Introduction:
Le « patron » était le pivot de la vie d’un jeune artiste avant que ce dernier n’en devienne un lui-même. La carrière débutait par une vocation précoce ; un talent révélé en dessin à travers des carnets menait l’enfant à l’atelier d’un maître. Auprès de ce second père et parmi les autres aspirants-artistes, le jeune y apprenait les secrets du métier tout en tissant un réseau de relations fait de fidèles amitiés et d’inimitiés tenaces. En effet, le système des Beaux-Arts dominait la vie artistique et son principe était la compétition : aux concours de l’Ecole des beaux-arts puis au Salon, ou pour obtenir les grandes commandes publiques. La clientèle privée, celle de haut vol, grands aristocrates et capitaines d’industrie, était la source de revenus pour l’artiste qui voulait joindre la reconnaissance à l’aisance matérielle. Enfin, la consécration venait de l’Institut, par la réception à l’Académie des beaux-arts voire l’Académie française qui donnait l’immortalité.

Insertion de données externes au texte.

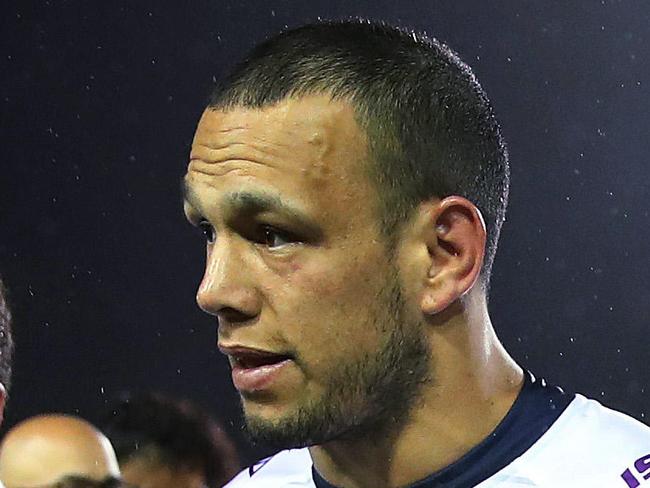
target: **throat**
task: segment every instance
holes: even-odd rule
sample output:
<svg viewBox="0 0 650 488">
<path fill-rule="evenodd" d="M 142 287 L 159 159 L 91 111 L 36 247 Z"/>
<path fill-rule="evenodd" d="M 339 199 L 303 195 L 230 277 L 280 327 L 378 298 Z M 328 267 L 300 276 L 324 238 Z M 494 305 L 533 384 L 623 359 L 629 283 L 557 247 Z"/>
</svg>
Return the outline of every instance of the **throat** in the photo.
<svg viewBox="0 0 650 488">
<path fill-rule="evenodd" d="M 327 484 L 322 488 L 397 488 L 420 479 L 402 482 L 403 478 L 395 476 L 395 468 L 401 464 L 396 459 L 396 452 L 404 427 L 400 423 L 377 426 L 376 431 L 363 437 L 343 436 L 310 447 L 314 476 L 326 480 Z M 415 458 L 417 455 L 412 455 L 413 461 Z M 317 486 L 321 488 L 321 485 Z"/>
</svg>

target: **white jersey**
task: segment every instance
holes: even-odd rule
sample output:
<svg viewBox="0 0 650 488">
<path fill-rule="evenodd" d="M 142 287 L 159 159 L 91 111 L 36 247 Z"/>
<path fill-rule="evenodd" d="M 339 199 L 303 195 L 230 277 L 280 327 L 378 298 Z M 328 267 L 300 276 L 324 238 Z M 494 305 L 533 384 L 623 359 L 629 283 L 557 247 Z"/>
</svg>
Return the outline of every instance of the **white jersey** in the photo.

Contrairement à l’idée reçue, ce système qui vit Ingres sortir du giron de David comme Matisse de celui de Gustave Moreau, fut aussi celui des écoles modernes et du système marchand : Van Gogh était venu de Cormon avec Toulouse-Lautrec et Zao Wou-ki passa par l’Ecole des beaux-arts, fréquenta l’atelier d’Othon-Friesz à la Grande Chaumière, remporta un concours de dessin dont le jury comptait André Lhote et Marcel Gromaire...Enfin, à l’extrémité de sa carrière : l’élection à l’Académie des beaux-arts en 2002.
L’exposition retracera l’histoire des maîtres et de leurs élèves, dans l’intimité des ateliers ou dans la lumière des salons ; l’aventure de la création moderne fut aussi une aventure sociale, effort de transmission poursuivi d’hier à aujourd’hui, de génération en génération.